How do we control our minds? Ideally, we first choose what we want to do, then make ourselves do it. But that's harder than it sounds: we spend our lives in search of schemes for self-control. We celebrate when we succeed, and when we fail, we're angry with ourselves for not behaving as we wanted to — and then we try to scold or shame or bribe ourselves to change our ways. But wait! How could a self be angry with itself? Who would be mad at whom? Consider an example from everyday life.
I was trying to concentrate on a certain problem but was getting bored and sleepy. Then I imagined that one of my competitors, Professor Challenger, was about to solve the same problem. An angry wish to frustrate Challenger then kept me working on the problem for a while. The strange thing was, this problem was not of the sort that ever interested Challenger.
What makes us use such roundabout techniques to influence ourselves? Why be so indirect, inventing misrepresentations, fantasies, and outright lies? Why can't we simply tell ourselves to do the things we want to do?
To understand how something works, one has to know its purposes. Once, no one understood the heart. But as soon as it was seen that hearts move blood, a lot of other things made sense: those things that looked like pipes and valves were really pipes and valves indeed — and anxious, pounding, pulsing hearts were recognized as simple pumps. New speculations could then be formed: was this to give our tissues drink or food? Was it to keep our bodies warm or cool? For sending messages from place to place? In fact, all those hypotheses were correct, and when that surge of functional ideas led to the guess that blood can carry air as well, more puzzle parts fell into place.

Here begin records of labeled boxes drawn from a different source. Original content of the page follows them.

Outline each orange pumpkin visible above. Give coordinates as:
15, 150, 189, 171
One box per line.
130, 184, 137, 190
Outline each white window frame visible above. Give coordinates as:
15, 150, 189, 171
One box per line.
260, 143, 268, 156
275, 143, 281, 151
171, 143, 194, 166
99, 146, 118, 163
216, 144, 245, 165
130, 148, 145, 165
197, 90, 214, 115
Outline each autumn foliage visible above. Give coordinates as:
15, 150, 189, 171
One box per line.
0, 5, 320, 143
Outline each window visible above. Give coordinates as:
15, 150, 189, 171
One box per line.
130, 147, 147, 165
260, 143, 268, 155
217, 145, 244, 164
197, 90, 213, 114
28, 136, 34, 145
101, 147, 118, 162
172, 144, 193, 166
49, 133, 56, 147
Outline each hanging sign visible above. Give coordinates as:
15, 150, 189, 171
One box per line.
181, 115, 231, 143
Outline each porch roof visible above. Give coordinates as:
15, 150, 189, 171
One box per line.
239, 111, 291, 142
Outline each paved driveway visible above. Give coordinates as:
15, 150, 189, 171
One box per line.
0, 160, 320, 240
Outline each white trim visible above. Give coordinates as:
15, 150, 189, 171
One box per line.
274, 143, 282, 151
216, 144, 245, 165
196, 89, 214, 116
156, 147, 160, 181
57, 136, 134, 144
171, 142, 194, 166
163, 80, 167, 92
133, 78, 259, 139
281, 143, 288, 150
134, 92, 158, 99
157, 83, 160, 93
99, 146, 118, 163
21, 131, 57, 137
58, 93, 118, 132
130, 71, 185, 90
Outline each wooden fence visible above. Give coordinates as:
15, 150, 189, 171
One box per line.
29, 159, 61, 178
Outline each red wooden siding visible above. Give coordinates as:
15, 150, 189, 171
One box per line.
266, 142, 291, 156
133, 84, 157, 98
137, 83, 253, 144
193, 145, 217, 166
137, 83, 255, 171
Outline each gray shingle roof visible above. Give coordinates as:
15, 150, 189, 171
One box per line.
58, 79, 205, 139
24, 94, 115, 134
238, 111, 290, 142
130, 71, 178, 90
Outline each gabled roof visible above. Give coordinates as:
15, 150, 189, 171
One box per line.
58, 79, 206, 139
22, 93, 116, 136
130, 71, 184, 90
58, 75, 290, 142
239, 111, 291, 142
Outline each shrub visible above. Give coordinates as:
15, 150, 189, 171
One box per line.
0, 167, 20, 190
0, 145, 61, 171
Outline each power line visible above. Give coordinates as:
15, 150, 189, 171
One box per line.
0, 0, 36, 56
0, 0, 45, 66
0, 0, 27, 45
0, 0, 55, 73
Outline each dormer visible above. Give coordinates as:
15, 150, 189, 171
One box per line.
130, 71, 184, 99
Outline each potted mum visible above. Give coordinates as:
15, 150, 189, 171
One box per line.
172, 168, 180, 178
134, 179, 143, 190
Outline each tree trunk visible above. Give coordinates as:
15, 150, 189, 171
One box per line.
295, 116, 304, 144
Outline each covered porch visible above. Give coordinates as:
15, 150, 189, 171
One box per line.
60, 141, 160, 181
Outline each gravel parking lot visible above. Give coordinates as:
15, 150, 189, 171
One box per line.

To understand what we call the Self, we first must see what Selves are for. One function of the Self is to keep us from changing too rapidly. Each person must make some long-range plans in order to balance single-purposeness against attempts to do everything at once. But it is not enough simply to instruct an agency to start to carry out our plans. We also have to find some ways to constrain the changes we might later make — to prevent ourselves from turning those plan-agents off again! If we changed our minds too recklessly, we could never know what we might want next. We'd never get much done because we could never depend on ourselves.
Those ordinary views are wrong that hold that Selves are magic, self-indulgent luxuries that enable our minds to break the bonds of natural cause and law. Instead, those Selves are practical necessities. The myths that say that Selves embody special kinds of liberty are merely masquerades. Part of their function is to hide from us the nature of our self-ideals — the chains we forge to keep ourselves from wrecking all the plans we make.